The deconfined quantum critical point was proposed as a second-order quantum phase transition between two broken-symmetry phases beyond the Landau-Ginzburg-Wilson paradigm. However, numerical studies cannot completely rule out a weakly-first-order transition because of strong violations of finite-size scaling. We demonstrate that the fidelity is a simple probe to study the deconfined quantum critical point. We study the ground-state fidelity susceptibility close to the deconfined quantum critical point in a spin chain using the large-scale finite-size density-matrix renormalization-group method. We find that the finite-size scaling of the fidelity susceptibility obeys the conventional scaling behavior for continuous phase transitions, supporting the idea that the deconfined quantum phase transition is continuous. We numerically determine the deconfined quantum critical point and the associated correlation length critical exponent from the finite-size-scaling theory of the fidelity susceptibility. Our results are consistent with recent results obtained directly from the matrix product states for infinite-size lattices using others observables. Our work provides a useful probe to study critical behaviors at the deconfined quantum critical point from the concept of quantum information.

Figure 1

Fidelity susceptibility per site ${\chi }_N$ near the DQCP of the spin chain as a function of $J_z$ for $N=288$ (blue dots), $N=336$ (red diamonds), $N=384$ (green triangles), $N=432$ (magenta squares), and $N=512$ (yellow stars) lattice sites.
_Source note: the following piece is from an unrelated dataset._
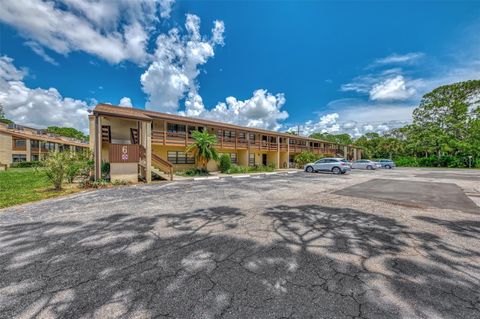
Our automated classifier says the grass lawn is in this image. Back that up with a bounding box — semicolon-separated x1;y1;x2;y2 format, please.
0;168;83;209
We set $J_x=1, K_x=1/2$, and $K_z=1/2$. Symbols denote DMRG numerical results and the solid lines are to guide the eye.

Figure 2

Fidelity susceptibility peak and critical exponent $\nu$. (a) Scaling of the amplitude of fidelity susceptibility per site ${\chi }_N^{*}$ at the peak position $J_z^{*}$ of the spin chain as a function of the lattice size with $J_x=1, K_x=1/2$, and $K_z=1/2$. Blue circle symbols denote DMRG numerical results and the solid line shows the linear fit from the data points. The exponent of the correlation function $\nu =1.446$ is obtained from the linear fit. (b) Fitted critical exponent $\nu$ as a function of the maximum system size used in fitting. One can see a drift of critical exponents for bigger system sizes.

Figure 3

Data collapse of the fidelity susceptibility ${\chi }_F=N{\chi }_L$ shown in Fig. 1. (a) Data collapse for $N=288,336,384,432$ sites, where the exponent of the correlation function $\nu =1.431$ and the critical value $J_z^c=1.475$ are chosen to achieve perfect data collapse. (b) Data collapse for $N=336,384,432,512$ sites, where the critical exponent $\nu =1.443$ and the critical value $J_z^c=1.473$ are chosen to achieve perfect data collapse. Symbols denote the rescaled DMRG results.